The service relies on several environment variables for configuration, including database connection details, Google Cloud project settings, and URLs for external services.

Helper Functions

create_document_record(tenant_id, title, file_path, status, doc_type, metadata)

Creates a new document record in the database.

store_chunk(tenant_id, document_id, chunk_text, chunk_order, embedding, metadata)

Stores a document chunk and its embedding in the database.

generate_embedding(text)

Generates an embedding for a given text using Vertex AI.

strip_markdown(markdown_text)

Strips markdown formatting from a given text.

API Endpoints

POST /ingest/

Summary: Ingests a document for processing.
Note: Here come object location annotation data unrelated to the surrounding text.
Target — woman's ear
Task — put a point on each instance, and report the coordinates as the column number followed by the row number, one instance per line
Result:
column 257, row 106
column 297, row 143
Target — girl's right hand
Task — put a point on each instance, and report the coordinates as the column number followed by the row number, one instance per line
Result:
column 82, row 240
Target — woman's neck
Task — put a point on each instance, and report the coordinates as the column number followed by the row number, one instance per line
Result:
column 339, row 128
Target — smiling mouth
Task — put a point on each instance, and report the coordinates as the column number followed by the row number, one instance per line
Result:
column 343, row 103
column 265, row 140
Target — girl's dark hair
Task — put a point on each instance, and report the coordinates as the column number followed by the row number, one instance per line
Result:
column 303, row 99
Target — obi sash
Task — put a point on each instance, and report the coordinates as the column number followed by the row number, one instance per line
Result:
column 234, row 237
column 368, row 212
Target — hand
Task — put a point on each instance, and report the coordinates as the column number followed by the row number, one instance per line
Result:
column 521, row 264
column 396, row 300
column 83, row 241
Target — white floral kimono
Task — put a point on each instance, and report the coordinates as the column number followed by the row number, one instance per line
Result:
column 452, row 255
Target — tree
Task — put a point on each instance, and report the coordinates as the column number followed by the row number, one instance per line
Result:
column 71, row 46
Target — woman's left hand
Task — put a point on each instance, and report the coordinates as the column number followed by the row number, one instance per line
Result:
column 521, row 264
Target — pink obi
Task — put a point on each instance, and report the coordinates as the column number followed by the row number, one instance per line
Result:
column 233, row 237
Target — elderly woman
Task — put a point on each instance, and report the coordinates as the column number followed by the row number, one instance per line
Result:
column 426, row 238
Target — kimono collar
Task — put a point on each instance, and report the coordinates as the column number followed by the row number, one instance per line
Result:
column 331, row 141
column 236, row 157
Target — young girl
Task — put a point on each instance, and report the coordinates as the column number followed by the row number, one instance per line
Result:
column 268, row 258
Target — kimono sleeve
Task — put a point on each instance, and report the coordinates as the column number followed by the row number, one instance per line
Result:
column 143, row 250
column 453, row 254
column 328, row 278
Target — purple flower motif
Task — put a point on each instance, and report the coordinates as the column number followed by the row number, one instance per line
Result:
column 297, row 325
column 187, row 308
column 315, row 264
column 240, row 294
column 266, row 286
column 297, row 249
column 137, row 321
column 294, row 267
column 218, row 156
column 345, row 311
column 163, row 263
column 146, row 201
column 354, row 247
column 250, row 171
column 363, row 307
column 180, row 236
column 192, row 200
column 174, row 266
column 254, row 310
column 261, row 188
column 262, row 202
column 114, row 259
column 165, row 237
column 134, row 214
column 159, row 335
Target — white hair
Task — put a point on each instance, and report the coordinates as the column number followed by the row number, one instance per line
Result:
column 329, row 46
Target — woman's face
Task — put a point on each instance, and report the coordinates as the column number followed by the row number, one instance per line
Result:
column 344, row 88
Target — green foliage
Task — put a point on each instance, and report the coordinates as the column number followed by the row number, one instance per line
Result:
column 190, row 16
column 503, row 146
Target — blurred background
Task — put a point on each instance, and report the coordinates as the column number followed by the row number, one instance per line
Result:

Description: Receives an uploaded file, determines its type, and initiates the appropriate processing pipeline (direct text processing or Document AI batch processing).

Parameters:

  • tenant_id (query parameter): The ID of the tenant associated with the document.
  • file (form data): The document file to upload.

Responses:

  • 200 OK: Document accepted for processing.
  • 400 Bad Request: No file uploaded or unsupported file type.
  • 500 Internal Server Error: Error during processing.

GET /health

Summary: Health check endpoint.

Description: Returns the status of the service, indicating whether Google Cloud clients are initialized.

Responses:

  • 200 OK: { "status": "ok", "google_cloud_initialized": true } or { "status": "error", "google_cloud_initialized": false, "detail": "Google Cloud clients not initialized." }

GET /batch-status/{operation_name}

Summary: Get the status of a Document AI batch processing operation.

Description: Retrieves the current status of a long-running Document AI operation.

Parameters:

  • operation_name (path parameter): The full name of the Document AI operation.

Responses:

  • 200 OK: { "status": "running" }, { "status": "completed" }, or { "status": "failed" }.
  • 500 Internal Server Error: Error checking batch status.